Wychwalające morderców transparenty niesione przez nacjonalistów, w tym specjalny baner nazywający „Burego” i „Ognia” największymi z wyklętych, oczywiście nie wzbudziły żadnych kontrowersji. Można wszak powiedzieć, że taki przekaz to już część polskiej oficjalnej polityki historycznej. Pamięć i uczucia prawosławnych obywateli Polski – i wszystkich, którzy nie są entuzjastami „wyklętych” – nie mają żadnego znaczenia.

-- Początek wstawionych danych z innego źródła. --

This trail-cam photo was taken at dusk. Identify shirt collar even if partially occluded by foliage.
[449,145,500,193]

Narodowcy mijają zepchnietą przez policję na chodnik blokadę @ObywateleRP. Głośnik z przodu gra Boże coś Polskę, nadodowcy z tyłu krzyczą Bury nasz bohater i znajdzie się kij na lewacki ryj@TOKFM_NEWS pic.twitter.com/GmXaUyD9ZP
— Jakub Medek (@JakubMedek) 23 lutego 2019
Oprócz demokratycznych aktywistów uwagę funkcjonariuszy zwróciły jedynie trzy inne osoby, wszystkie jeszcze przed rozpoczęciem marszu. Policjanci zauważyli na ich odzieży symbole, które mogą kojarzyć się z propagowaniem zakazanego ustroju. Rzecznik Tomasz Krupa komentował sprawę dla białostockiej „Gazety Wyborczej” wyjątkowo ostrożnie: – Nie udzielamy informacji, jakie to emblematy, bo to nie tak ewidentne symbole jak swastyka, która ewidentnie kojarzy się z ustrojem faszystowskim. To symbole, które mogą wskazywać na propagowanie takich treści. Czy tak jest, oceni to jednak prokuratura – mówił. Prokuratura Rejonowa w Hajnówce do tej pory otrzymała jeden taki wniosek o ukaranie. Chodzi o 16-latka z Radzynia Podlaskiego, który eksponował na spodniach krzyż celtycki. Sprawą będzie musiał zająć się sąd rodzinny.